Bands work very well in trending markets. In an uptrending market, for example, you would look to buy prices near the lower band, and sell near the upper band. They sort of serve a dual role, as a moving average indicator, and as a stop-loss guardian. Some traders will place their stops say, one or two ATR's (average true ranges) outside the band, for swing-trades.

Unfortunately, in today's market, securities rarely trends so nicely/neatly as to fit into a simple "band" model. But it does happen, at times. For example, a lot of the tech sector coming out of last fall's correction.
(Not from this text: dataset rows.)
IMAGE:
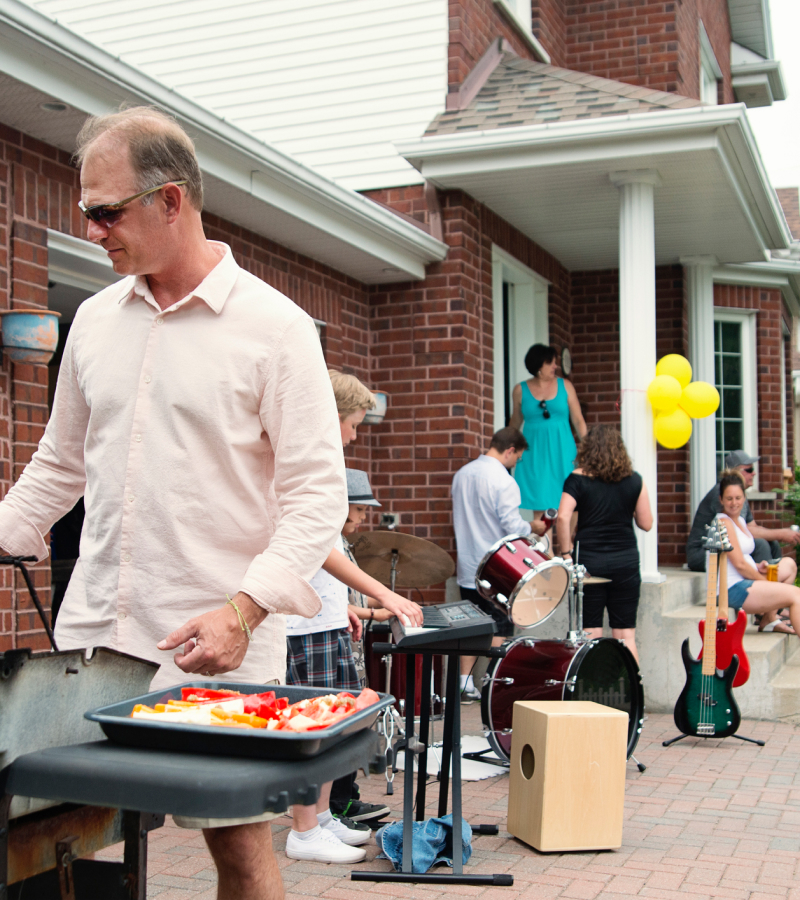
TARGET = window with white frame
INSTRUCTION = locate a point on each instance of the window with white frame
(710, 72)
(520, 320)
(735, 379)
Now for Candlesticks. Candlestick charts have been used in Asia for centuries (first to plot the price charts for Rice) - they are a generic tool. They work just as well today, for stock traders looking at 1min, 30min, or daily charts. I don't really see Candlesticks as an "indicator", although I suppose you could look at them that way. It is just a clever way to display a price bar, to make the information contained therein much easier to grasp whether scanning, or looking at closely, bar-by-bar. Generally, the only problem with candlesticks is GETTING USED TO THEM. Take the plunge, they are definitely worth it - I use to love "bar" charts, but can't even stand to look at them now. Although it might prove useful, it is not necessary to learn all of the nicknames (Doji, etc) for Candlesticks in order to make complete use of them. The big advantage comes from the fact that the "body" stands out clearly, and the high/low in relation to that...illustrating the price action more clearly, and aggregating it better (the human eye integrates the information better). You must develop a good understanding of how to interpret that price action, in order to make the best use of candlesticks. That is another topic - I took an excellent 3-day 1-on-1 S&P futures-trading course from Rick Mitchell up in Detroit a few years ago, which was a real breakthrough for me in that area.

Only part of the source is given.